Has QQQ outperformed the S&P 500? ›

Invesco QQQ — the ETF that tracks the Nasdaq-100 index — has beaten the S&P 500 eight out of the last 10 years as of March 31, 2024. Source: Morningstar Inc.

Why is Vanguard Index better than Fidelity? ›

While both institutions offer robo-advisors, Vanguard's Personal Advisor Services, which is available to clients who can meet a $50,000 account minimum, offers a little more hands-on investment guidance and assistance with portfolio construction. Vanguard also has slightly lower expense ratios on its index funds.

Is it better to invest in SPY or QQQ? ›

The table demonstrates that the difference between SPY and QQQ is that the S&P 500 Index and SPY ETF provide much better options for diversification across economic sectors. Despite this, the tech sector accounts for over a third of assets in this fund and is actually 3 times more than the second largest sector.

Is Invesco in trouble? ›

Invesco Plc's odds of distress is under 38% at this time. It has slight probability of undergoing some form of financial crunch in the near future. Probability of bankruptcy shows the probability of financial torment over the next two years of operations under current economic and market conditions.

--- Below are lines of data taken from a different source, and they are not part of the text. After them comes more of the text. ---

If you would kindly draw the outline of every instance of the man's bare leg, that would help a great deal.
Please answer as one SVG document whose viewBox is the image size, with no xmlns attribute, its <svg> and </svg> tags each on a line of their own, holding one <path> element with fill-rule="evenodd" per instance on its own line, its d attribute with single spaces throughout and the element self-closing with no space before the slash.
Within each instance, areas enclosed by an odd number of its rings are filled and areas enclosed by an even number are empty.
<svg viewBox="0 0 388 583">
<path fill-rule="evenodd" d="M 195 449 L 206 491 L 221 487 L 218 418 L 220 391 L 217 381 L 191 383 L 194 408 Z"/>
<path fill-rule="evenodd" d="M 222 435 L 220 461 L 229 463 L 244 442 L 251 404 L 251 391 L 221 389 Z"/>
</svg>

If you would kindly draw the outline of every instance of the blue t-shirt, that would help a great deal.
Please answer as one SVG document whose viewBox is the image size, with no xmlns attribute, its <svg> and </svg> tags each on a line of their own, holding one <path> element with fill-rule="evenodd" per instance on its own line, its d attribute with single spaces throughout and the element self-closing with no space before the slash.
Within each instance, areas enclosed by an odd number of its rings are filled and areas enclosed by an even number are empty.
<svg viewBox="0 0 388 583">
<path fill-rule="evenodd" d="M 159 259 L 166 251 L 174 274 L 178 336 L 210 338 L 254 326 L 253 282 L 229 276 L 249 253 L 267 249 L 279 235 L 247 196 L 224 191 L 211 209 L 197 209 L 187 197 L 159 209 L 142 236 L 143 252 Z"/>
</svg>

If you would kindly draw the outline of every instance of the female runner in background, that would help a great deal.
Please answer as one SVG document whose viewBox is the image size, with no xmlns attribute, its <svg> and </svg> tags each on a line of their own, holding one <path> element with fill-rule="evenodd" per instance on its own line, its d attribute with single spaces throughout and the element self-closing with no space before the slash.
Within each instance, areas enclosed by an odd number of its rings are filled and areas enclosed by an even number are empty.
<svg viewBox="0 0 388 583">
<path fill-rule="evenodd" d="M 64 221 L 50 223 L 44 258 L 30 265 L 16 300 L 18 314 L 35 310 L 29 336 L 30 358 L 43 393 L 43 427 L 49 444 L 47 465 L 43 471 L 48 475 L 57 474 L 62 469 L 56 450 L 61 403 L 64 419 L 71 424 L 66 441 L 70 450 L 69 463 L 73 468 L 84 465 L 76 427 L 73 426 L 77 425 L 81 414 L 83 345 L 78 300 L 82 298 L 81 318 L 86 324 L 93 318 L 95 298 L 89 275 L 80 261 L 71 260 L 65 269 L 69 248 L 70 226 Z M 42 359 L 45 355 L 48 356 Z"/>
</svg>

Is Qqqy a good investment? ›

TSE:QQQY has a consensus rating of Strong Buy which is based on 36 buy ratings, 7 hold ratings and 0 sell ratings.

What is the best ETF to buy right now? ›

Top sector ETFs
Fund (ticker)YTD performanceExpense ratio
Vanguard Information Technology ETF (VGT)10.8 percent0.10 percent
Financial Select Sector SPDR Fund (XLF)9.6 percent0.09 percent
Energy Select Sector SPDR Fund (XLE)9.3 percent0.09 percent
Industrial Select Sector SPDR Fund (XLI)7.4 percent0.09 percent

What will QQQ be worth in 5 years? ›

Invesco QQQ stock price stood at $479.38

According to the latest long-term forecast, Invesco QQQ price will hit $600 by the end of 2025 and then $700 by the middle of 2028. Invesco QQQ will rise to $900 within the year of 2029, $1000 in 2031, $1100 in 2033 and $1200 in 2035.

Is Invesco QQQ trust a buy or sell? ›

Is Invesco QQQ Trust ETF A Buy? Several short-term signals, along with a general good trend, are positive and we conclude that the current level may hold a buying opportunity as there is a fair chance for QQQ ETF to perform well in the short-term.

What stock will boom in 2024? ›

2024's 10 Best-Performing Stocks
Stock2024 Return Through May 31
Trump Media & Technology Group Corp. (DJT)180.5%
Avidity Biosciences Inc. (RNA)196.8%
Novavax Inc. (NVAX)213.1%
Summit Therapeutics Inc. (SMMT)232.9%
6 more rows
Jun 3, 2024

Can you hold QQQ long term? ›

QQQ experiences smaller price fluctuations and is considered to be less risky than TQQQ. Therefore, QQQ is best suited for long-term buy-and-hold investors, while TQQQ is better for active traders.

What is the 10 year rate of return for QQQ? ›

Investment Returns as of May 31, 2024
Chg (%)Return (%) as of May 31, 2024
1 Day10Y
Invesco QQQ Trust (QQQ) ETF-1.3018.27
US Inflation Adjusted return15.02
Returns over 1 year are annualized | Available data source: since Jan 1971
2 more rows

Should you own VGT and QQQ? ›

Choosing Between VGT and QQQ

Both of these ETFs are great in the right situation. They're both exposed to the technology landscape, but VGT is more focused than QQQ. VGT has better returns over longer periods than QQQ, making it better for those who plan on holding for a decade or more.

What is the difference between Vanguard ETF and Invesco Nasdaq 100 ETF? ›

One key difference is that the Invesco QQQ Trust is made up exclusively of Nasdaq stocks, while the Vanguard Growth Fund also holds stocks that trade on the New York Stock Exchange. The chart below shows the top 10 holdings in each fund and their exposure.

What is the best ETF to buy in Vanguard? ›

10 Best-Performing Vanguard ETFs
TickerCompanyPerformance (Year)
VUGVanguard Growth ETF32.30%
VFHVanguard Financials ETF32.14%
VOXVanguard Communication Services ETF32.10%
VFMFVanguard U.S. Multifactor ETF31.04%
6 more rows
May 31, 2024

Is it better to trade QQQ or spy? ›

The table demonstrates that the difference between SPY and QQQ is that the S&P 500 Index and SPY ETF provide much better options for diversification across economic sectors. Despite this, the tech sector accounts for over a third of assets in this fund and is actually 3 times more than the second largest sector.